Seafood fraud made the news this week when MKG Provisions, a seafood company in Miami, was sentenced in a U.S. Federal Court for labeling farmed salmon from Chile as a “product of Scotland”. The company will be obliged to pay a USD 50 000 fine.

This case highlights the endemic challenge of falsely and mislabeled seafood. Between 25 and 70 percent of seafood products in Canada are “mislabeled due to counterfeiting somewhere along the supply chain”. We are not an aberration from the norm in this regard: on average, 30 percent of seafood products are mislabeled globally. Why so high? As fish markets have globalized so too have the supply chains for fish products, resulting in a “notoriously opaque” system in which weak governance provides a hospitable environment for seafood fraud.

Beyond being a consumer rights issue – if you buy salmon you probably want to know that you are receiving salmon – seafood mislabeling poses challenges for sustainability. An important piece of this puzzle is what’s called “illegal, unreported and unregulated fishing” (IUU fishing, for short). IUU fishing is a global governance problem: weak governance systems in some countries, as well as fishing in largely ungoverned international waters, make it exceedingly difficult to regulate sustainable fish stocks.

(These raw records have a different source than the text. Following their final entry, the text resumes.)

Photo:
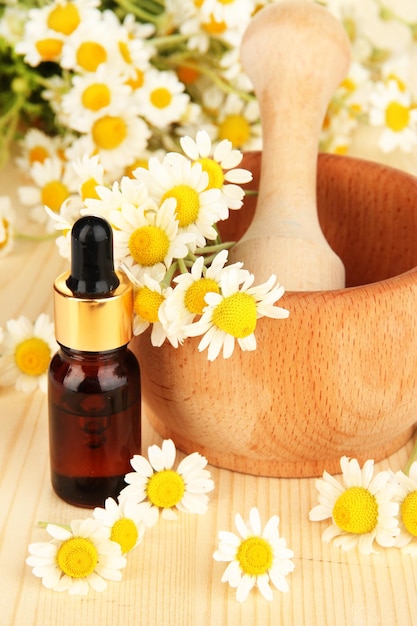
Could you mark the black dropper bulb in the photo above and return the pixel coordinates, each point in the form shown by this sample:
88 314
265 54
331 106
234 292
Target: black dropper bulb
92 267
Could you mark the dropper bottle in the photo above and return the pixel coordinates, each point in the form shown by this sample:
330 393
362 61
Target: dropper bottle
93 383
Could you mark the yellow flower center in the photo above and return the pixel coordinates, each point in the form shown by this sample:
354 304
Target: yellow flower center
88 189
38 154
214 171
148 245
77 557
90 55
409 513
161 97
194 296
32 356
356 511
188 203
64 18
187 75
49 49
137 82
109 132
147 303
236 315
212 27
138 163
95 97
165 488
397 116
255 556
125 533
235 128
53 194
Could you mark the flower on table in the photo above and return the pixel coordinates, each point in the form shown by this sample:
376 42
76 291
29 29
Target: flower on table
27 349
124 521
361 507
407 498
256 557
232 314
77 558
156 485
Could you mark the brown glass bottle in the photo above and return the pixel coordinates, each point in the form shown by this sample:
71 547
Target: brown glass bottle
94 423
93 381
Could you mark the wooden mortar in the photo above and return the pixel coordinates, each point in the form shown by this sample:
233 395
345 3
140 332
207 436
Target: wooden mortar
339 375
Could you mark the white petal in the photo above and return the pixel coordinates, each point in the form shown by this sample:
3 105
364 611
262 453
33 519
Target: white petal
246 584
264 587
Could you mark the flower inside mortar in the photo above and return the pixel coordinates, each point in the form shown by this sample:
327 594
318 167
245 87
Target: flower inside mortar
156 485
361 507
256 557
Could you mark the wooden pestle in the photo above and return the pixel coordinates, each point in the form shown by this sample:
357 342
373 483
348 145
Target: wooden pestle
296 54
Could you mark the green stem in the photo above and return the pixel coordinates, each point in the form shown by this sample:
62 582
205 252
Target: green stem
182 266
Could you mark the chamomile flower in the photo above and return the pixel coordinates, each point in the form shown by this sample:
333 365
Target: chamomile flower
118 138
256 557
123 519
361 507
77 558
162 98
149 238
93 95
392 108
239 121
27 350
187 299
156 485
232 13
220 162
93 44
407 498
232 314
197 208
7 219
41 47
149 298
126 192
55 182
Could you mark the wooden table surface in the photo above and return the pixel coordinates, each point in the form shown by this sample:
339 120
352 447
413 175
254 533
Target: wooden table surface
171 579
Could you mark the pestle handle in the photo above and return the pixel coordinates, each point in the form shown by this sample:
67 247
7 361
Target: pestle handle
296 54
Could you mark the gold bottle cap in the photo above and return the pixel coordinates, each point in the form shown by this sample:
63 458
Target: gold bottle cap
93 324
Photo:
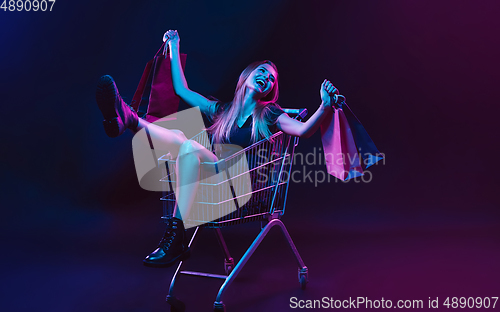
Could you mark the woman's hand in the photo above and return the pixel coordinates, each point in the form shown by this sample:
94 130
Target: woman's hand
171 37
326 92
330 95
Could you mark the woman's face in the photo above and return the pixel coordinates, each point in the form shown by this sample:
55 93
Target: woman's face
262 79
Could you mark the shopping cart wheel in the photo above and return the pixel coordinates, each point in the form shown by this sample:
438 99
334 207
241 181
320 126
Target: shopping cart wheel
175 304
303 278
219 307
228 266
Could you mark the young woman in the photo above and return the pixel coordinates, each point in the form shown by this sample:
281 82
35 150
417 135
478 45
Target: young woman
251 115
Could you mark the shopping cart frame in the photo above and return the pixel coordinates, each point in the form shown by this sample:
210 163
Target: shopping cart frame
270 207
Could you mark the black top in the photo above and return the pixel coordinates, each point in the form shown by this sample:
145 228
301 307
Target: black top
242 136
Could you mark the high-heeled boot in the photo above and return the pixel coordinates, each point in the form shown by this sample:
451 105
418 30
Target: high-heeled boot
172 247
117 114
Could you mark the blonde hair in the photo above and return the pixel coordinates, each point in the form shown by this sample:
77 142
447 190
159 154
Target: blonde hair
225 121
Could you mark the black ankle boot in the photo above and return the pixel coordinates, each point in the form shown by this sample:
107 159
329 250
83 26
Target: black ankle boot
172 247
117 114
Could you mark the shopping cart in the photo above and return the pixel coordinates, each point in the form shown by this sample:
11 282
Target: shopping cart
249 185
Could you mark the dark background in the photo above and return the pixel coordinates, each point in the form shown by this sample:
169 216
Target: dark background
422 76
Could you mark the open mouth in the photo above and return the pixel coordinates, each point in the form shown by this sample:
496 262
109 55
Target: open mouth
261 83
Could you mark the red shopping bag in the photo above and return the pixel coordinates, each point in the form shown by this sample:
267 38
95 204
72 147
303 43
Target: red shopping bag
155 89
347 147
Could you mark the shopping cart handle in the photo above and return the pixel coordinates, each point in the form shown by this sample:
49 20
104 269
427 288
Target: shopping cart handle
300 112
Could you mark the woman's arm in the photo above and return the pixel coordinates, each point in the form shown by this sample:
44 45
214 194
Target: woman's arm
306 129
179 80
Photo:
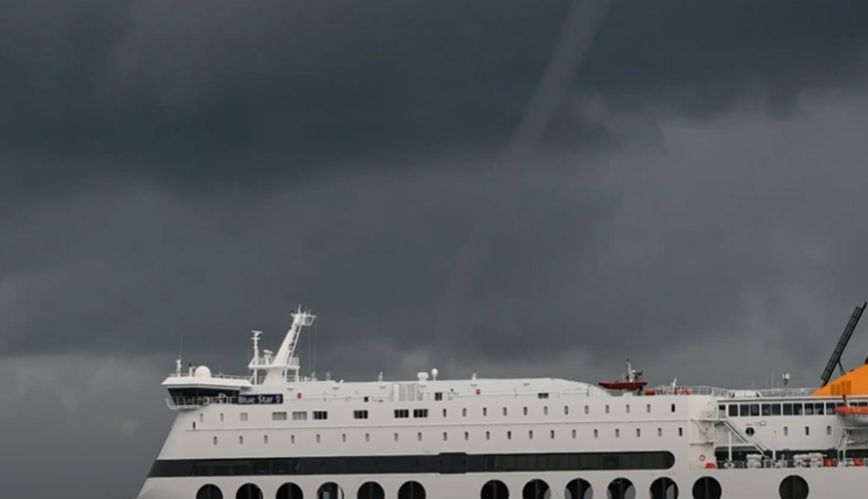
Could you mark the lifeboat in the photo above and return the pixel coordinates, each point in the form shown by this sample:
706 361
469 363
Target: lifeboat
855 415
632 381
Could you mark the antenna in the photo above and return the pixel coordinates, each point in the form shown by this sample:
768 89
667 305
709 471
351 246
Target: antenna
835 360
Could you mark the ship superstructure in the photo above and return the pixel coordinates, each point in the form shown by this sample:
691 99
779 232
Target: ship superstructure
276 434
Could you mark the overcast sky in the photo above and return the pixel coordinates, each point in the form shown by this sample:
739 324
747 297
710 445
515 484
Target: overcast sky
195 169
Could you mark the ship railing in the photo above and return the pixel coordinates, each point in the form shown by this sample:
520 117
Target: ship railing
689 390
216 376
769 463
188 403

A recent study estimated the amount of illegal and unreported seafood being produced in 10 top fish producing countries. The good news is that Canada had the lowest proportion of IUU fishing: under 7% of fish caught in Canada is estimated to be illegal or unreported, compared with upwards of one third of total catch in China, Thailand, and Indonesia. The bad news, of course, is that Canada imports a lot of seafood from countries with much worse records. So there is a good chance that the fish you eat is contributing to the depletion of global fish stocks (and maybe even slavery or forced labor).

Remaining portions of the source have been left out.